At the time of decision-making, they possess as well as understand
all the information that is relevant to their decision. In contrast,
non-rational models of managerial decision-making suggest that limitations of
information-gathering and information-processing make it difficult for
managers to make optimal decisions. The three non-rational models of
decision-making discussed in the chapter are: satisficing, incremental, and
garbage-can models.
Any decision-making process contains seven basic steps: (1) identifying the
problem; (2) identifying resources and constraints, (3) generating
alternative solutions, (4) evaluating alternatives, (5) selecting an
alternative, (6) implementing the decision, and (7) monitoring the decision.
Managerial decisions are of two types - programmed decisions, and
non-programmed decisions. Programmed decisions involve simple, common,
frequently occurring problems.
They have well-established and understood
solutions. Non-programmed decisions deal with unusual or exceptional
problems. Based on the degree of certainty involved, every decision-making
situation falls into one of three categories: (i) certainty, (ii) risk, and
(iii) uncertainty.
In conditions of certainty, the decision-maker knows with reasonable
certainty what the alternatives are, what conditions are associated with each
alternative and the outcome of each alternative. Under a state of risk, the
decision-maker has incomplete information about available alternatives but
has a good idea of the probability of particular outcomes of each
alternative. Conditions of uncertainty exist when the future environment is
unpredictable and everything is in a state of flux. The decision-maker is not
aware of all available alternatives, the risks associated with each
alternative, or the consequences of each alternative or their probabilities.
In order to carry out managerial functions effectively, managers at all
levels require vital information with speed, brevity, precision and economy.
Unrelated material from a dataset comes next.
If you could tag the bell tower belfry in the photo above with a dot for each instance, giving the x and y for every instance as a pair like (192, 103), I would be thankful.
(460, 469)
A management information system is a computer-based information system that
gathers comprehensive data, analyzes and summarizes it, and provides it in a
form that is of value to functional managers. A decision support system is an
interactive computer system that can be easily accessed and operated by
people who are not computer specialists, and who use this system to help them
in planning and decision-making.
Major decisions in organizations are often made by groups rather than a
single individual. The most common forms of group decision-making are:
interacting groups, Delphi groups, and nominal groups. Finally, the different
decision-making techniques such as marginal analysis, financial analysis,
break-even analysis, ratio analysis and operations research techniques have
been discussed. The different operations research techniques discussed in the
chapter include: queuing or waiting-line method, linear programming, game
theory, simulation, and decision trees.